Institutionalizing PD: One Boss or an expert in every office?

This week's guest post on MountainRunner, by Mark Pfeifle and Jonathan Thompson, discusses the importance of strategic communication and PD for US military operations, and the need for more institutionalized support for communications throughout the bureaucracy. I thought the post was interesting because it takes bit of a different view of how this should be done. We've talked a lot about Murrough's insistance that PD be in on the "takeoffs as well of the crashlandings," and have usually extended that idea to ask if there should be a "Secretary of Public Diplomacy" sitting at the same table with the Secretary of State, Defense and the rest of them.

Pfeifle and Thompson suggest a different approach. Rather than one PD boss with cabinet level authority, they argue that every agency should have at least one communications expert at the second tier. First on their list of recommendations is to:

"1. Require every military branch to create two active duty and reserve general officer positions in strategic communication, and make them eligible to reach the three-star rank. Likewise, the State Department needs at least two individuals of Ambassadorial rank dedicated to public and international communication."

They suggest more funding and control for the current Undersecretary for PD, direct from Congress, of course, but they also suggest more diffusion in the expertise and responsibility for Communication.

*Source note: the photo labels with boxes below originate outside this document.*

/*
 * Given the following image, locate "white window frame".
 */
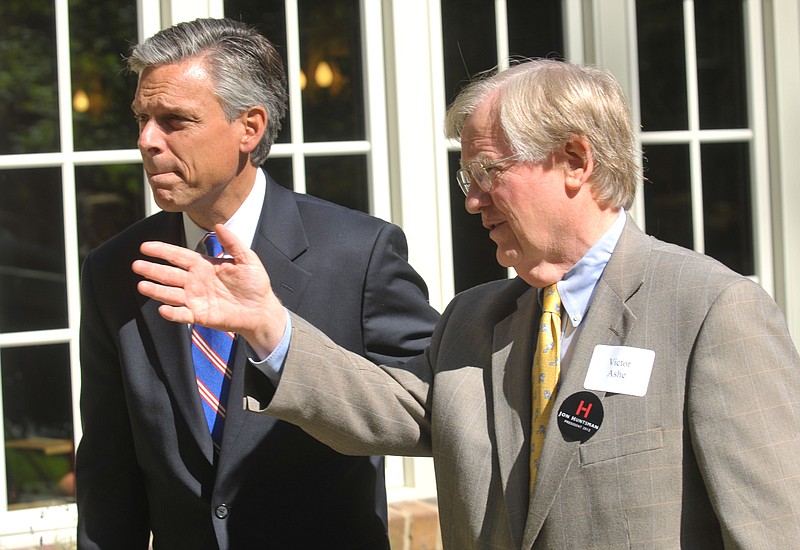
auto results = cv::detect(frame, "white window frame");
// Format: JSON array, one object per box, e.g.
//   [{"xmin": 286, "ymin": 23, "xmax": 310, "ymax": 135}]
[{"xmin": 589, "ymin": 0, "xmax": 774, "ymax": 295}]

The idea is that these principles are important to every agency and department, military and civilian, State, Intellegence, Army, Navy, Airforce and etc, and that everybody needs to be practicing PD, rather than one PD department trying to put all these diverse activities into one package. The idea gets to the heart of the current debate about PD - is it one of the things countries do in the international arena, or is it a part of everything that countries do? The idea reminds me of Canada's approach of trying to get everybody in on the PD policy before launching it. All semester we've talked about the challanges of a country as big as the US condensing its activities into one message - maybe this more diffuse approach is one way to make that happen.

1 comment:

  1. The authors make an interesting suggestion. However, I wonder if the diffusion of "PD power," so to speak, would cause more chaos than it would prevent. As much as I dislike presenting PD as a marketing strategy, when several different leaders have the ability to make decisions on how their group's actions are presented, it's a lot more difficult to have a unified message. The authors do note that the designated military strategic communications officials should be highly qualified. However, it seems like these various officers of PD would serve more effectively as a supplement to a cabinet-level PD position, not simply as a substitute.